Book Launch: The Song of the Whole Wide World
Book Launch: The Song of the Whole Wide World
Tamarin Norwood will discuss the process of writing The Song of the Whole Wide World, her new memoir interpreting the brief life of her baby son, written partly during pregnancy and partly during the silent maternity leave that followed. She will consider the ethical and poetic considerations of expanding fragmentary details into a meaningful life narrative, and explore parallels between the roles of poetry, myth, science and fiction in the creation of meaning. The question of how to address gaps in biographical evidence is critical to life-writing, but especially urgent when the subject of a biography has no voice at all. Her memoir—selected as an Editor's Choice in the Bookseller and as a favourite non-fiction slim volume by Pandora Sykes, with features in the Sunday Times Style and The Guardian—was completed while Tamarin convened the OCLW weekly writing sessions through lockdown, and she will close with some practical remarks on finding a writing community.

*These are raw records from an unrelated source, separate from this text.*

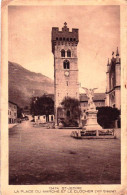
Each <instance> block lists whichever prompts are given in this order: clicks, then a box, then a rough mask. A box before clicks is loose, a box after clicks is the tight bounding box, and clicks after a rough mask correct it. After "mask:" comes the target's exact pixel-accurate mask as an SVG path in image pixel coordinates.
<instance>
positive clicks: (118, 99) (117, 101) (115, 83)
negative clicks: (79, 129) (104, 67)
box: [106, 48, 121, 110]
mask: <svg viewBox="0 0 127 195" xmlns="http://www.w3.org/2000/svg"><path fill="white" fill-rule="evenodd" d="M106 77H107V89H106V106H111V107H114V108H118V109H119V110H120V109H121V82H120V79H121V59H120V56H119V51H118V48H117V50H116V55H115V53H114V52H112V58H111V61H109V60H108V63H107V72H106Z"/></svg>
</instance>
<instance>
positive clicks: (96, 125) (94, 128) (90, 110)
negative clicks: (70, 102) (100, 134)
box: [83, 109, 102, 131]
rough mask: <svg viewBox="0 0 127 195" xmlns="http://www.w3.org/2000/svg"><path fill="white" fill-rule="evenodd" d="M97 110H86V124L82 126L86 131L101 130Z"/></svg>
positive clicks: (84, 129)
mask: <svg viewBox="0 0 127 195" xmlns="http://www.w3.org/2000/svg"><path fill="white" fill-rule="evenodd" d="M97 112H98V111H97V110H96V109H88V110H87V111H86V116H87V118H86V125H85V126H84V127H83V129H84V130H86V131H93V130H102V127H101V126H100V125H99V124H98V122H97Z"/></svg>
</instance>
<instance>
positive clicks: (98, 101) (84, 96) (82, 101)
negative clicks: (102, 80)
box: [80, 93, 106, 112]
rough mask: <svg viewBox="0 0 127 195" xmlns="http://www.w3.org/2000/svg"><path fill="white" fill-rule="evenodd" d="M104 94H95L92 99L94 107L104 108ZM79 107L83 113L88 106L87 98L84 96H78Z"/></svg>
mask: <svg viewBox="0 0 127 195" xmlns="http://www.w3.org/2000/svg"><path fill="white" fill-rule="evenodd" d="M105 99H106V95H105V93H95V94H94V97H93V101H94V104H95V106H96V107H103V106H105ZM80 106H81V110H82V112H85V111H86V109H87V106H88V97H87V95H86V94H80Z"/></svg>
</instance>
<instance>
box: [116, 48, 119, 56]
mask: <svg viewBox="0 0 127 195" xmlns="http://www.w3.org/2000/svg"><path fill="white" fill-rule="evenodd" d="M116 56H119V51H118V47H117V50H116Z"/></svg>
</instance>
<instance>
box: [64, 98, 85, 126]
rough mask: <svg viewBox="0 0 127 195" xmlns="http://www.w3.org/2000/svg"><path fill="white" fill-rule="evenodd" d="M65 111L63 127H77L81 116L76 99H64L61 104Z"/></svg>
mask: <svg viewBox="0 0 127 195" xmlns="http://www.w3.org/2000/svg"><path fill="white" fill-rule="evenodd" d="M61 105H62V106H63V108H64V110H65V121H64V123H65V124H64V125H65V126H78V123H79V121H80V115H81V108H80V102H79V100H78V99H75V98H71V97H65V98H64V100H63V101H62V102H61Z"/></svg>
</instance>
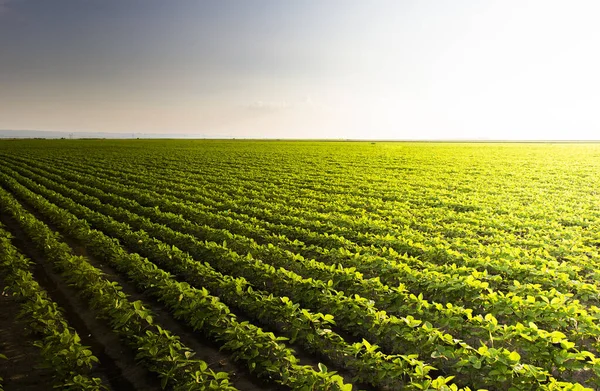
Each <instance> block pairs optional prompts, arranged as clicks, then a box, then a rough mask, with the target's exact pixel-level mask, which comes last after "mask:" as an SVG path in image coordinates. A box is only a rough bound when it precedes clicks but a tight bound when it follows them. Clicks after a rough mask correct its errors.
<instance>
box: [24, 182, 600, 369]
mask: <svg viewBox="0 0 600 391" xmlns="http://www.w3.org/2000/svg"><path fill="white" fill-rule="evenodd" d="M20 172H22V173H26V174H27V173H28V175H34V177H35V178H34V179H35V180H37V181H38V182H39V183H43V184H44V185H46V186H50V187H51V188H53V189H54V190H57V191H61V192H62V193H63V194H65V192H67V193H69V192H70V194H72V191H71V189H73V188H76V189H79V190H81V191H86V192H87V193H88V194H93V195H94V196H95V197H99V199H100V201H101V202H100V201H98V199H96V200H94V199H92V200H91V201H89V200H87V201H86V200H85V199H83V202H84V203H86V202H87V203H88V205H89V203H90V202H91V203H92V205H94V206H95V207H96V209H99V210H101V211H102V213H106V214H109V215H112V216H115V217H118V218H119V219H121V220H122V221H125V222H127V223H128V224H130V225H132V226H135V227H137V228H138V229H140V228H141V229H145V230H152V229H153V228H152V226H149V225H148V224H147V223H146V222H145V220H143V219H139V218H138V216H136V215H133V217H129V216H128V215H127V213H126V212H123V211H119V210H117V209H115V208H110V206H109V205H110V204H113V205H119V206H127V208H128V209H129V210H131V211H134V212H135V213H137V214H138V215H144V216H146V217H148V218H152V219H153V220H154V221H158V222H160V223H162V224H165V225H167V226H169V227H171V228H173V229H176V230H178V231H179V232H184V233H188V234H191V235H195V236H196V237H202V238H206V239H207V240H212V241H215V242H222V241H227V245H228V247H229V248H232V249H234V250H236V251H237V252H241V253H245V252H250V253H252V254H253V255H254V256H259V257H260V258H261V259H263V260H267V261H269V263H271V264H273V262H275V265H277V264H278V263H277V262H278V258H277V256H280V255H281V254H282V251H281V250H280V249H277V248H275V247H272V246H259V245H257V244H256V243H252V242H249V241H248V240H247V239H246V238H243V237H240V236H239V235H231V234H229V235H227V232H226V231H225V233H221V231H220V230H215V229H212V228H210V227H206V226H198V225H196V224H192V223H190V222H189V221H187V220H185V219H183V218H182V217H181V216H177V215H174V214H170V213H163V212H161V211H160V210H158V209H157V208H147V207H146V208H144V207H142V206H140V205H139V204H138V203H136V202H135V201H133V200H128V199H124V198H122V197H119V196H116V195H114V194H106V193H104V192H102V191H101V190H100V189H101V188H103V187H104V186H103V184H100V183H97V182H96V183H94V186H85V185H81V184H79V183H76V182H70V181H67V182H65V185H66V186H65V185H60V184H56V183H52V182H50V181H48V179H46V178H44V177H40V176H35V174H32V173H31V171H29V170H20ZM44 175H45V176H46V177H51V178H55V179H56V180H59V181H60V180H61V178H60V177H58V176H55V175H53V174H49V173H47V172H45V173H44ZM83 181H85V179H82V180H80V181H79V182H83ZM161 206H162V205H161ZM167 206H168V205H167ZM188 212H189V213H192V212H193V211H191V210H190V211H188ZM154 232H156V229H154ZM219 235H220V236H219ZM243 240H245V242H242V245H240V244H239V242H240V241H243ZM236 243H237V245H236ZM244 244H245V246H244ZM283 255H284V256H282V257H280V258H282V259H283V260H282V261H281V262H286V259H287V263H285V264H283V265H284V266H287V267H291V268H292V270H293V271H295V272H297V273H300V274H303V275H306V273H307V267H308V268H310V269H312V270H309V271H308V272H309V273H312V274H310V276H311V277H313V278H317V279H321V280H324V281H329V280H331V281H332V283H333V285H332V286H333V287H334V288H336V289H341V290H344V291H345V292H348V293H351V294H360V295H361V296H364V297H367V298H369V299H372V300H374V302H375V304H376V305H377V306H378V307H381V308H383V309H386V310H388V311H390V312H391V313H394V314H403V313H404V314H405V313H410V314H412V315H413V316H417V317H418V318H420V319H422V320H426V321H430V322H432V323H436V324H441V325H442V326H443V327H445V328H448V329H451V330H452V331H453V332H455V333H462V332H464V334H466V335H471V336H472V337H478V338H483V337H485V339H487V337H488V336H489V339H490V340H491V342H492V344H493V343H494V342H495V343H496V345H497V346H502V343H505V344H509V346H513V347H517V348H518V349H519V352H520V353H521V354H525V355H526V356H527V357H532V358H533V359H534V360H537V362H539V363H540V365H542V366H545V365H543V364H542V363H544V362H545V360H550V365H555V364H557V361H558V363H559V364H561V365H562V364H563V362H564V361H565V359H566V357H567V356H566V354H567V353H568V352H569V349H567V350H565V351H561V350H557V349H556V348H555V346H556V345H557V344H561V343H562V344H563V345H564V346H571V345H572V344H571V343H570V342H568V341H566V340H564V337H565V336H564V335H563V334H561V333H559V332H557V331H554V332H553V333H549V332H545V331H544V330H541V329H539V328H538V327H537V326H535V325H530V326H525V325H523V324H521V323H517V324H516V325H512V326H506V325H502V324H498V322H497V320H496V319H495V317H494V316H493V315H490V314H488V315H486V316H485V317H483V316H472V313H471V311H470V310H467V309H464V308H462V307H459V306H452V305H446V306H442V305H441V304H438V303H429V302H427V301H425V300H423V299H422V298H421V297H417V296H415V295H410V294H408V293H407V292H404V291H402V290H400V289H396V288H389V287H388V286H384V285H382V284H381V283H380V282H379V281H377V280H373V279H371V280H363V279H362V278H361V277H360V275H359V274H357V273H355V272H354V271H353V270H352V269H347V268H346V269H344V268H340V267H338V268H334V269H332V268H331V267H329V266H324V265H321V264H319V263H318V262H314V261H312V262H306V261H305V260H303V259H301V258H297V257H294V256H293V255H292V256H287V257H285V255H289V254H285V252H283ZM291 261H296V262H291ZM279 265H282V264H281V263H279ZM302 265H306V266H302ZM315 272H316V273H317V274H315ZM497 296H499V295H498V294H496V297H497ZM556 296H558V292H555V297H551V298H550V299H548V300H546V301H543V300H538V301H537V302H536V301H535V300H534V301H533V302H531V301H529V299H527V300H526V299H525V298H520V297H519V296H517V295H512V296H509V297H508V298H506V300H505V303H506V301H507V300H509V301H508V303H509V304H510V305H506V304H505V306H504V308H500V306H499V305H497V307H496V309H497V308H500V309H501V310H504V311H506V309H509V308H513V307H525V308H529V315H530V316H531V318H530V320H534V319H535V320H536V321H537V322H538V324H539V323H542V324H544V323H545V322H544V319H550V320H554V321H555V322H557V323H558V322H563V325H564V322H565V320H564V319H573V322H574V323H576V324H577V330H576V331H577V337H578V338H587V337H592V338H594V337H597V336H598V335H600V332H599V331H598V327H597V325H596V323H595V320H596V318H594V317H592V316H590V315H587V313H586V311H585V310H584V309H582V308H578V307H577V306H576V305H575V304H572V303H568V304H567V303H565V301H566V300H565V299H564V298H563V299H562V300H561V298H560V296H558V297H556ZM501 299H502V297H500V299H496V304H498V303H502V301H501ZM527 305H528V307H527ZM521 310H523V308H521ZM563 325H561V324H550V326H551V327H552V328H559V329H560V328H561V326H563ZM515 339H516V340H515ZM519 339H521V342H520V343H519ZM488 342H489V341H488ZM586 354H587V353H586ZM573 357H576V356H573ZM572 359H574V358H572ZM566 361H569V360H568V359H567V360H566Z"/></svg>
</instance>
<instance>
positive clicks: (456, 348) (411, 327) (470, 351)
mask: <svg viewBox="0 0 600 391" xmlns="http://www.w3.org/2000/svg"><path fill="white" fill-rule="evenodd" d="M196 245H197V244H196ZM213 255H218V253H217V254H215V253H213ZM222 255H223V254H222ZM234 259H235V258H234ZM231 261H232V259H231V258H230V260H229V262H228V263H231ZM249 261H251V260H249ZM238 263H239V264H240V266H241V265H242V264H243V263H240V262H238ZM254 264H255V265H258V261H257V262H254ZM236 266H238V265H236ZM237 269H243V268H239V267H238V268H236V270H237ZM263 270H265V271H269V270H270V269H269V268H266V269H264V268H263ZM282 274H283V273H282ZM287 274H288V275H291V273H289V272H288V273H287ZM274 277H275V278H277V276H274ZM254 279H256V276H254ZM280 279H281V274H280V276H279V278H278V280H280ZM270 280H271V281H273V279H270ZM311 282H312V283H314V281H311ZM325 287H327V286H326V285H325ZM299 293H300V292H299ZM338 297H340V298H343V296H339V295H338ZM321 300H322V298H321ZM355 300H356V299H355ZM332 304H333V303H332ZM357 312H358V311H357ZM378 314H379V317H382V316H383V318H382V319H384V320H385V319H386V318H389V319H391V321H392V322H393V319H394V318H393V317H386V316H385V315H384V314H381V313H378ZM355 315H356V313H355ZM359 315H360V314H359ZM336 316H337V315H336ZM386 322H389V321H386ZM402 323H404V324H405V325H408V326H409V327H410V328H412V331H413V332H412V334H413V335H415V334H416V336H418V335H423V336H424V337H425V336H427V337H428V338H429V341H428V342H429V344H430V345H431V342H434V341H435V339H437V338H435V335H436V334H437V333H439V332H437V331H436V330H435V329H433V328H431V326H430V325H427V323H425V324H423V325H422V327H417V326H419V325H420V323H421V322H419V321H417V322H416V324H415V320H414V318H412V317H410V318H409V317H407V318H406V319H404V322H402ZM402 323H400V322H394V324H395V325H397V326H398V325H402ZM409 323H412V325H411V324H409ZM388 327H389V326H388ZM410 328H409V329H408V330H406V331H404V330H399V329H398V328H396V331H398V334H400V335H402V337H403V338H406V337H407V336H408V334H407V335H403V334H406V333H407V332H409V331H410ZM371 329H372V327H371ZM417 331H418V332H417ZM371 334H373V331H371ZM375 335H379V334H375ZM432 337H433V338H434V340H432ZM413 338H414V337H413ZM438 338H439V339H440V340H441V341H442V342H445V343H446V344H447V345H448V346H446V347H443V346H441V347H440V346H437V349H438V353H439V351H440V349H441V350H442V353H441V354H440V357H449V356H450V357H458V359H459V360H460V363H461V364H462V365H465V364H467V363H468V364H467V365H474V366H475V367H479V368H480V367H481V363H482V362H483V361H485V362H486V364H488V365H486V368H487V369H491V371H490V372H491V375H493V374H494V372H493V371H496V373H498V371H499V370H502V366H503V367H504V368H505V369H504V370H503V372H501V373H502V376H506V375H507V374H510V373H511V371H510V370H509V371H508V372H507V371H506V369H508V368H510V367H511V366H512V371H513V372H514V373H515V374H518V373H520V375H521V376H523V377H524V378H525V379H526V378H527V377H528V374H534V375H537V376H538V377H540V376H541V377H545V376H546V375H544V374H543V372H540V371H539V370H536V369H535V368H534V367H531V366H528V365H525V364H522V363H518V361H519V357H518V355H516V356H515V355H514V354H513V353H510V352H508V351H506V350H505V349H494V348H490V349H487V348H486V349H484V350H482V349H481V348H480V349H479V350H477V351H475V350H473V349H472V348H469V347H468V346H467V345H465V344H464V343H460V341H456V340H453V339H452V338H451V337H450V339H448V338H447V337H446V336H445V335H444V334H439V337H438ZM425 341H426V340H423V342H425ZM413 342H414V341H413ZM453 345H454V348H453V347H452V346H453ZM469 352H470V353H469ZM477 356H479V357H480V358H479V359H477ZM513 356H514V357H513ZM460 357H463V358H462V359H461V358H460ZM468 357H472V358H468ZM473 358H474V359H475V360H473ZM488 358H489V359H488ZM515 360H516V362H515ZM517 363H518V365H517ZM499 365H502V366H499ZM506 365H508V367H507V366H506ZM490 367H491V368H490ZM522 369H525V371H522ZM519 370H521V371H520V372H517V371H519ZM511 376H512V375H511ZM496 380H497V379H496ZM505 380H506V379H505ZM521 381H523V380H522V379H521Z"/></svg>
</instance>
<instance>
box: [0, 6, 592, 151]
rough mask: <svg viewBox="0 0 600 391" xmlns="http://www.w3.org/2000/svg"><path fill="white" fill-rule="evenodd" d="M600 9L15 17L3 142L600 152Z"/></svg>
mask: <svg viewBox="0 0 600 391" xmlns="http://www.w3.org/2000/svg"><path fill="white" fill-rule="evenodd" d="M599 11H600V5H598V4H597V3H596V2H594V1H587V2H586V1H572V2H566V1H564V2H558V1H527V0H524V1H510V0H504V1H492V0H491V1H466V0H456V1H444V2H442V1H439V2H433V1H430V2H426V1H401V0H393V1H379V0H372V1H358V0H337V1H334V0H298V1H275V0H258V1H251V0H243V1H233V0H231V1H230V0H221V1H217V0H215V1H191V0H170V1H166V0H162V1H156V0H0V129H38V130H53V131H59V130H60V131H69V132H70V131H76V132H81V131H84V132H85V131H89V132H99V131H101V132H123V133H132V132H144V133H170V132H172V133H177V134H186V133H187V134H203V135H215V136H228V137H275V138H284V137H289V138H304V137H307V138H315V137H317V138H386V139H420V138H423V139H453V138H473V139H598V138H600V116H598V115H597V114H596V112H597V108H598V107H600V76H599V73H600V72H599V71H598V69H600V54H598V50H597V48H598V47H600V25H599V24H598V23H597V15H599V14H600V13H599Z"/></svg>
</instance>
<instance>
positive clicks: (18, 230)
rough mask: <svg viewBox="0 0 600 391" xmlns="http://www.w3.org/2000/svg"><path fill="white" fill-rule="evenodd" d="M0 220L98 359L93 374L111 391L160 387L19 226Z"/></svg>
mask: <svg viewBox="0 0 600 391" xmlns="http://www.w3.org/2000/svg"><path fill="white" fill-rule="evenodd" d="M0 220H1V221H2V223H4V224H5V225H6V226H7V227H8V228H9V230H10V231H11V233H12V234H13V235H14V236H15V238H14V239H13V244H14V245H15V246H17V247H18V248H19V250H20V251H21V252H23V254H25V255H26V256H27V257H28V258H30V259H31V260H32V261H33V262H34V270H32V272H33V275H34V277H35V279H36V280H37V281H38V283H39V284H40V285H41V286H42V287H43V288H44V289H45V290H46V291H47V292H48V294H49V295H50V297H51V298H52V300H54V301H55V302H56V303H57V304H58V305H59V306H60V307H61V308H62V309H63V310H64V315H65V318H66V319H67V321H68V322H69V325H70V326H71V327H73V328H74V329H75V330H77V332H78V334H79V335H80V337H81V340H82V343H83V344H84V345H86V346H89V347H90V349H91V350H92V352H93V354H94V355H95V356H96V357H98V359H99V360H100V364H99V365H98V367H97V368H96V369H95V372H94V373H93V375H94V376H98V377H100V378H101V379H102V380H103V383H104V384H105V385H108V386H110V387H111V388H112V389H114V390H149V391H158V390H160V389H161V388H160V384H159V381H158V379H157V377H156V376H155V375H153V374H152V373H150V372H149V371H147V370H145V369H144V368H141V367H139V366H138V365H137V364H136V362H135V360H134V353H133V352H132V351H131V350H130V349H129V348H128V347H127V346H125V345H124V344H123V343H122V342H121V341H120V340H119V338H118V336H117V335H116V334H115V333H113V331H112V330H111V329H110V328H109V327H108V326H107V325H106V324H105V323H104V322H103V321H99V320H98V319H96V314H95V313H94V312H93V311H92V310H91V309H90V308H89V306H88V305H87V303H86V302H85V301H83V300H82V299H81V298H79V296H78V295H77V292H76V290H75V289H73V288H71V287H70V286H68V285H67V284H66V283H65V282H64V281H63V280H62V278H61V277H60V276H59V275H57V274H56V273H55V272H54V271H53V270H52V268H51V267H50V265H48V264H47V262H46V261H45V259H44V257H43V256H42V254H40V253H39V252H38V251H37V250H36V249H35V248H33V246H31V244H30V243H29V242H28V239H27V237H26V236H25V235H24V234H23V232H22V231H21V230H20V228H19V226H18V225H17V224H16V223H15V222H14V221H13V220H12V219H9V218H7V217H6V216H5V215H2V216H1V217H0ZM40 385H41V384H40Z"/></svg>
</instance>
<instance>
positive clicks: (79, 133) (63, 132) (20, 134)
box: [0, 130, 229, 139]
mask: <svg viewBox="0 0 600 391" xmlns="http://www.w3.org/2000/svg"><path fill="white" fill-rule="evenodd" d="M0 138H74V139H75V138H112V139H132V138H229V137H228V136H217V137H215V136H207V135H204V134H167V133H163V134H161V133H109V132H56V131H45V130H0Z"/></svg>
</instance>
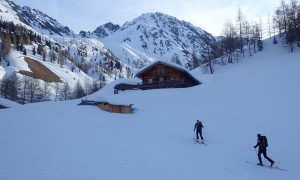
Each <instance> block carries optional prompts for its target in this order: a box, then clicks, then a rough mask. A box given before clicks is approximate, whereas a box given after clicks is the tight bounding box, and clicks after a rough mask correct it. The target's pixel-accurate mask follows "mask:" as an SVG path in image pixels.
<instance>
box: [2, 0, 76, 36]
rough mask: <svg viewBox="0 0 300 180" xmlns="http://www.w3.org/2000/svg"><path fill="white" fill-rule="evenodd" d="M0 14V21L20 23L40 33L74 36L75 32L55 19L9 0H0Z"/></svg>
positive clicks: (40, 12)
mask: <svg viewBox="0 0 300 180" xmlns="http://www.w3.org/2000/svg"><path fill="white" fill-rule="evenodd" d="M0 16H1V20H2V21H8V22H11V21H12V22H14V24H22V25H23V26H25V27H27V29H34V30H35V31H37V32H38V33H41V34H45V35H59V36H67V37H70V36H71V37H73V36H75V33H74V32H73V31H72V30H70V29H69V28H68V27H67V26H63V25H61V24H60V23H59V22H58V21H57V20H55V19H53V18H51V17H49V16H48V15H46V14H44V13H42V12H41V11H39V10H37V9H32V8H30V7H27V6H24V7H20V6H19V5H17V4H15V3H14V2H13V1H10V0H1V1H0ZM29 27H30V28H29Z"/></svg>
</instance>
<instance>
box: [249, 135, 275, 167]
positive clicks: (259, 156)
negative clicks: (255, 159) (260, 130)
mask: <svg viewBox="0 0 300 180" xmlns="http://www.w3.org/2000/svg"><path fill="white" fill-rule="evenodd" d="M257 147H258V153H257V156H258V160H259V163H258V164H257V165H261V166H262V165H263V163H262V160H261V154H263V155H264V157H265V158H266V159H267V160H268V161H269V162H270V163H271V165H270V167H272V166H273V164H274V163H275V162H274V161H273V160H272V159H271V158H269V157H268V156H267V146H266V143H265V138H264V137H263V136H262V135H261V134H257V143H256V145H255V146H254V148H257Z"/></svg>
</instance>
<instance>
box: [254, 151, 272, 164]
mask: <svg viewBox="0 0 300 180" xmlns="http://www.w3.org/2000/svg"><path fill="white" fill-rule="evenodd" d="M261 154H263V155H264V157H265V158H266V159H267V160H268V161H269V162H270V163H274V161H273V160H272V159H270V158H269V157H268V156H267V149H259V150H258V153H257V156H258V160H259V162H260V163H261V164H262V160H261Z"/></svg>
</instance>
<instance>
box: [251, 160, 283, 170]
mask: <svg viewBox="0 0 300 180" xmlns="http://www.w3.org/2000/svg"><path fill="white" fill-rule="evenodd" d="M246 163H249V164H252V165H256V166H260V167H266V168H270V169H277V170H280V171H288V170H287V169H282V168H279V167H277V166H272V167H270V166H265V165H257V164H255V163H253V162H249V161H246Z"/></svg>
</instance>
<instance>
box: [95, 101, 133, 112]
mask: <svg viewBox="0 0 300 180" xmlns="http://www.w3.org/2000/svg"><path fill="white" fill-rule="evenodd" d="M97 104H98V107H99V108H100V109H102V110H104V111H108V112H112V113H122V114H131V113H132V112H133V109H132V106H133V104H129V105H116V104H109V103H107V102H105V103H97Z"/></svg>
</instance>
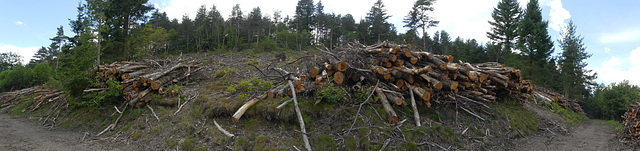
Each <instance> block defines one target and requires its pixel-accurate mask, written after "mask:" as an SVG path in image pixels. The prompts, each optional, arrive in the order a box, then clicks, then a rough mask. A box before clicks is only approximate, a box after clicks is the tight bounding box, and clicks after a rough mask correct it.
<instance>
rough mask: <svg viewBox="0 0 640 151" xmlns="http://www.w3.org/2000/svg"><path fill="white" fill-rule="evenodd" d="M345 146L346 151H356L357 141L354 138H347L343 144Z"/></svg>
mask: <svg viewBox="0 0 640 151" xmlns="http://www.w3.org/2000/svg"><path fill="white" fill-rule="evenodd" d="M345 145H346V147H347V150H356V149H358V141H357V140H356V139H354V138H347V141H346V142H345Z"/></svg>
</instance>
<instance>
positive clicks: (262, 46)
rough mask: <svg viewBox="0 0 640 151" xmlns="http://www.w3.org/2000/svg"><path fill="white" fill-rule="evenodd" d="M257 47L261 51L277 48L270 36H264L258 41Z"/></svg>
mask: <svg viewBox="0 0 640 151" xmlns="http://www.w3.org/2000/svg"><path fill="white" fill-rule="evenodd" d="M258 49H260V50H262V51H275V50H278V48H277V44H276V42H275V41H273V40H271V38H264V40H262V41H260V44H259V45H258Z"/></svg>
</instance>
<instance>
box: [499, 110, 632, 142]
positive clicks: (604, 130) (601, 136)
mask: <svg viewBox="0 0 640 151" xmlns="http://www.w3.org/2000/svg"><path fill="white" fill-rule="evenodd" d="M525 108H527V109H528V110H530V111H532V112H533V113H534V114H537V115H538V117H541V119H543V121H541V122H542V123H543V124H546V125H545V126H542V127H541V130H540V131H538V132H537V133H535V134H533V135H532V136H528V137H524V138H520V139H518V140H515V141H514V145H513V146H512V148H509V149H508V150H521V151H556V150H557V151H619V150H633V149H631V148H630V147H629V146H626V145H622V143H620V141H618V138H617V137H616V132H615V130H614V129H613V127H612V126H611V125H609V124H608V123H606V122H604V121H601V120H593V119H591V120H587V121H584V122H583V123H582V124H580V125H578V126H576V127H571V126H568V125H567V124H566V123H564V122H563V121H562V120H560V118H561V117H559V116H558V115H557V114H554V113H552V112H548V111H544V110H547V109H545V108H543V107H541V106H538V105H527V106H526V107H525Z"/></svg>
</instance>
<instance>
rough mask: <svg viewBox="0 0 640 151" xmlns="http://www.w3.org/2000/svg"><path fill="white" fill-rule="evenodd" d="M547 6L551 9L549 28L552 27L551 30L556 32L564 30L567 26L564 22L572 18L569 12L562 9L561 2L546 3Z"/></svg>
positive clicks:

Dr Tamarin Norwood is a writer and academic with a background in fine art. She has written on drawing, metaphor, memorial and grief, and has an interest in ritual and rural history. Her academic research addresses the ad hoc beliefs that emerge in response to bereavement, with a focus on reproductive loss. Tamarin is a visiting fellow at the University of Bath Centre for Death and Society, a Leverhulme ECR fellow at Loughborough University, and a visiting scholar at the University of Oxford Centre for Life-Writing.